At this point, I called my friend over. Confused and oblivious, she asked me, “what’s wrong?” When I explained to her what I had noticed, she became visibly uncomfortable. What she believed to be friendly dancing between two girls was actually an attempt to gain the sexual attention of straight men. In doing so, her actions devalued my friend to the point where she became an object, a tool in her pursuit to please other men.
The fetishization of non-heterosexual women is a symbolic extension of women’s lives throughout history: a past in which men decided women were theirs and existed exclusively for their benefit. Of course, we have now gained the right to vote, to property and money amongst many other things that were denied to us in the past. Our bodies, however, remain controlled. This control of women’s bodies comes in many forms, from legislation to the societal stigmatization of women having casual sex and multiple sexual partners. Another form of this control that is overlooked, however, is the fetishization of lesbian and bisexual women.

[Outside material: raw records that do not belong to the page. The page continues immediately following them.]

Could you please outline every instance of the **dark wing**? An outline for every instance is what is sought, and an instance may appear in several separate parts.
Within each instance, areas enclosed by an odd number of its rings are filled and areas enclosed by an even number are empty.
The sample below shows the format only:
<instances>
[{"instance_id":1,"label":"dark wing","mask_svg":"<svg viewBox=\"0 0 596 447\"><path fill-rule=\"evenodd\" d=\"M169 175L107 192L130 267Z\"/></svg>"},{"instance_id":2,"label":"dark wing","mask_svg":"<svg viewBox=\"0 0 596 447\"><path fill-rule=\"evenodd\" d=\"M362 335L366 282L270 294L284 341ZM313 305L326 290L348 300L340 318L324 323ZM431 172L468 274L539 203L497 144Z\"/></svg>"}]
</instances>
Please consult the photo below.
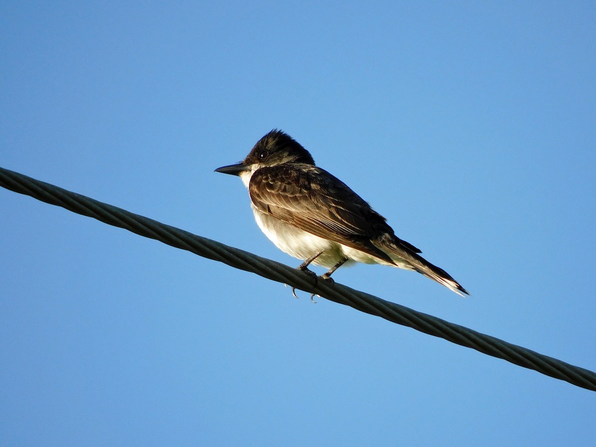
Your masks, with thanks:
<instances>
[{"instance_id":1,"label":"dark wing","mask_svg":"<svg viewBox=\"0 0 596 447\"><path fill-rule=\"evenodd\" d=\"M393 263L371 241L383 235L395 238L384 218L343 182L319 167L287 164L261 168L253 175L249 192L254 206L263 213ZM397 238L394 240L403 242ZM417 250L413 246L403 247Z\"/></svg>"}]
</instances>

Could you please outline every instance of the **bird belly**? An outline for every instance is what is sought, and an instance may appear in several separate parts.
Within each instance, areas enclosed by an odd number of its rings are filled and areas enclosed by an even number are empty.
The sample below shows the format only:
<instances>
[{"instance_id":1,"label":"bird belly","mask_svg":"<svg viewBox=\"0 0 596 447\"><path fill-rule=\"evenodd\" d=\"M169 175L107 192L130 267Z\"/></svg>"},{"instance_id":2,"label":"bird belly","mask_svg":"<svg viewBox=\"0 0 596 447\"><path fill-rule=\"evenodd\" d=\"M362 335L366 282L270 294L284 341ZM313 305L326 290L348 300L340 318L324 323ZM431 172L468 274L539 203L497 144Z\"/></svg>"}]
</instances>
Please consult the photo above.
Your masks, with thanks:
<instances>
[{"instance_id":1,"label":"bird belly","mask_svg":"<svg viewBox=\"0 0 596 447\"><path fill-rule=\"evenodd\" d=\"M277 248L291 256L305 260L320 253L312 263L327 268L344 259L342 244L286 224L254 207L253 212L261 231Z\"/></svg>"}]
</instances>

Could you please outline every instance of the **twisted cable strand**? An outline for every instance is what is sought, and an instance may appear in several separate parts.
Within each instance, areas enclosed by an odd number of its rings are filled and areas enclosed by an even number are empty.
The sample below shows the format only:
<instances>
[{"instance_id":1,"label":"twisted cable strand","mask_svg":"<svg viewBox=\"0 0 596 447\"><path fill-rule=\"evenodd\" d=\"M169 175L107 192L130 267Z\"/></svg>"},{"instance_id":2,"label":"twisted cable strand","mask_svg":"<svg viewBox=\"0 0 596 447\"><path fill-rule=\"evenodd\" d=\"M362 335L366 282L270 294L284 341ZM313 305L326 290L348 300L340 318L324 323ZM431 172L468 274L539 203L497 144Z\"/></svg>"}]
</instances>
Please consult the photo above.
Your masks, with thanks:
<instances>
[{"instance_id":1,"label":"twisted cable strand","mask_svg":"<svg viewBox=\"0 0 596 447\"><path fill-rule=\"evenodd\" d=\"M596 391L596 373L591 371L338 283L330 285L327 281L319 281L315 285L313 279L304 272L248 252L2 167L0 167L0 186L172 247L224 262L232 267L316 293L336 303L476 349L576 386Z\"/></svg>"}]
</instances>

What heterosexual, hypermasculine men don’t seem to understand is that sexuality is not a choice. More importantly, it is definitely not a choice made for the pleasure of men. Of course, sexuality is complex and multifaceted, and sexual experimentation is very common and real. Nevertheless, this notion of “experimentation” carries within itself a stereotype that perpetuates the idea that a female’s sexuality is fluid, and a male’s is fixed. In other words, assuming that experimentation applies only to women diminishes the importance of a woman’s sexuality. A male’s sexuality is thus seen as inborn, while a woman’s is solely an “experiment.”
When heterosexual men think of lesbian or bisexual relationships, they think of them purely sexually, with no romance involved. They trivialize lesbian relationships to the point where they become superficial or something meant to be watched. This can be seen in advertisements intended for male audiences in which women are depicted in intimate positions, or even in mainstream media like television shows or music videos.
What’s problematic, however, is that women are beginning to perpetuate this problem themselves. Another friend once told me that another friend of hers said that she “only kisses girls at parties in front of other boys to get their attention.” This is simply not okay. Women don’t need to objectify themselves through the fetishization of lesbian relationships in order to get a male’s attention. In doing so, they are inadvertently validating the heterosexual institution that is upheld by our patriarchal society.
The bottom line is that women of all shades, shapes and sizes are completely allowed to form non-heterosexual relationships with other women, without the involvement of men. Women do not belong to men, and only until this is realized will non-heterosexual relationships between women will be displayed in a positive light: one that is both representative and empowering.